For most businesses, this is essential to earning customer buy-in.
Microsoft, as we know it today, is not winning in the ‘trust’ and ‘like’ stakes.
While the Australian Competition and Consumer Commission’s (ACCC) recent takedown of Microsoft for hiking subscription prices and ‘deliberately hiding’ cheaper options makes for juicy headlines, it won’t be the auto-da-fé that people are predicting.
In other words, a breach of trust that would bring most other businesses to their knees is unlikely to put a significant dent in Microsoft’s sales.
Microsoft’s fiefdom over millions of computers is so deeply entrenched that trust is a buffer for the tech behemoth, not an Achilles heel. Yes, customers may read the news and feel frustrated or betrayed by the brand’s perceived rapaciousness. But the very next day, they’ll open their Microsoft laptops, read their emails on Outlook, and continue working in their Excel spreadsheets.
This is the rarely talked about reality of brand trust: the scales are not weighted equally, and are instead mediated by entrenched awareness, dependency, and inertia. In this case, Microsoft is so ubiquitous that the ‘know’ part of their equation does the heavy lifting. That level of brand awareness compensates for any deficit in the ‘trust’ or ‘like’ category, which is why this appalling bump in the road is unlikely to register in any meaningful way.

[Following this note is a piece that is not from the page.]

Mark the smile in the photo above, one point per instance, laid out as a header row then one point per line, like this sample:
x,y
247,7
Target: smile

Of course, this is not just a happy coincidence. A company of Microsoft’s size and standing knows precisely how embedded it is in our daily lives. It can nudge, tweak, and test the limits of goodwill because, for customers, the cost of leaving is simply too high. The friction of switching – and the ubiquity of Microsoft’s ecosystem – outweigh the moral discomfort.
That might sound unjust, but here’s the thing: they earned that position first.
In the decades since Microsoft was founded in 1975, the brand has reached the upper echelons of relevance, reliability and familiarity. They became indispensable long before they became objectionable. And now, they can lean on that foundation of trust without it crumbling beneath them.
For business owners, this story is far more than a warning about the dangers of misleading customers. It’s also a perfect example of the commercial reality behind both building trust and nurturing it.
For the 90% of brands without the embedded awareness that Microsoft has, a breach like this could be apocalyptic.
When you’re not a household name, you cannot lean on brand familiarity like Microsoft can. Instead, your ‘like’ and ‘trust’ components must work overtime to keep your reputation on track. You can’t survive on inertia, and you certainly can’t afford to be seen as careless or cunning with your customers. You must earn your keep – just like Microsoft did all those years ago.
So while my bets are on Microsoft weathering this storm just fine, this remains a cautionary tale for the vast majority of businesses. If you’re still earning your place in the hearts, minds, and lives of your customers, it’s important to remember that trust and likeability are what turn brand awareness into action and customers into loyal ones.
Because even the biggest brands only get to spend their trust once. And when it’s gone, rebuilding it costs far more than keeping it.